Posted by Fredrik Erixon at 2010-05-28 15:42 |

Busting some myths…

Many silly things are being said these days about Germany and its relation to the euro, also by usually levelheaded people. One view, which I am hearing increasingly often, is that Germany will or should leave the euro. It is an incredibly silly view. No country, including Germany, can leave the Eurozone without a significant cost. But the Eurozone has not given the sort of boost to German exports that many people, including Commission chief Barroso, is now suggesting.  

The argument is that Germany has benefitted from the Eurozone through a depreciated currency – that is, the Deutsche mark would have fetch a higher fx rate, which would have depressed German export. Hence, the effect of the euro participation by Greeks, Italians and other Club Med countries was to boost German export – often at their own expense.

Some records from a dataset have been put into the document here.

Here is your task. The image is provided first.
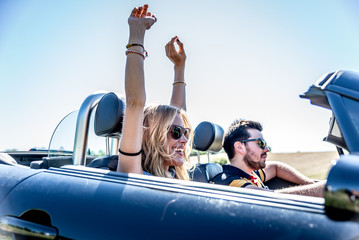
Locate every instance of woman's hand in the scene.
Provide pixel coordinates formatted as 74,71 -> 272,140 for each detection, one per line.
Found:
165,36 -> 186,67
128,4 -> 157,31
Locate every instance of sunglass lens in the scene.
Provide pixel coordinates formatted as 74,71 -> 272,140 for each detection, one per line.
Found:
258,139 -> 267,149
183,128 -> 189,139
172,127 -> 182,140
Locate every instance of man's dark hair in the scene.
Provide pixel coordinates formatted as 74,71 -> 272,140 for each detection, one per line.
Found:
223,120 -> 263,160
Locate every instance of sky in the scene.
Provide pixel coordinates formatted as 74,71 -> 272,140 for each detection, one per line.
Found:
0,0 -> 359,152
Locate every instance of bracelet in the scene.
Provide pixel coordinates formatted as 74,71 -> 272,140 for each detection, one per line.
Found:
172,82 -> 187,86
125,50 -> 148,60
126,43 -> 145,50
126,43 -> 148,57
118,149 -> 143,157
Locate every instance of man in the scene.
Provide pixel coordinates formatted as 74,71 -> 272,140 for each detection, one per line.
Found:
213,120 -> 325,197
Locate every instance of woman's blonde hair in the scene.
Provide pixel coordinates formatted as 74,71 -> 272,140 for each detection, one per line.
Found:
142,105 -> 192,180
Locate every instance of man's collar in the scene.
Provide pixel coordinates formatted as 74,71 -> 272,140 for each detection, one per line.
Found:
222,164 -> 251,178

The same view has been echoed by French finance minister, Christine Lagarde, and others when they have lambasted German export prowess for causing internal Eurozone imbalances. This view fails on two accounts.   

The euro and German export

Firstly, in the years up to the crisis German trade grew faster despite the appreciation of the euro against the dollar and a host of other key currencies. The table below demonstrates in simple terms what I mean. As the euro went up (it appreciated by almost 40 percent against the dollar between 2002 and 2007) the trend of German export remained high and above historic trend. The share of Germany’s export that goes to other Eurozone countries also declined with increased speed, exposing Germany to greater sensitivity for nominal exchange rates. Of course, this chart does not prove that export grows faster with an appreciated currency; it only demonstrates that nominal exchange rate fluctuations don’t drive trade.

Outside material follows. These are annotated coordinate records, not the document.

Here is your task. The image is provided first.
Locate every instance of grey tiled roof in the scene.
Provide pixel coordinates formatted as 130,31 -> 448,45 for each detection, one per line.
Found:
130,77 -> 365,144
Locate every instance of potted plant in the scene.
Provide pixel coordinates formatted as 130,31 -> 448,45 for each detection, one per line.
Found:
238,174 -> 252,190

Secondly, as most economists should know, the nominal exchange rate is not a good indicator of trade volume growth. With a real effective exchange rate approach, taking account of price-level differences, one gets better indicators of competitiveness. The table below shows the unit labour costs for selected countries since the introduction of the euro. It also shows why German has a booming export sector and why Greece has not.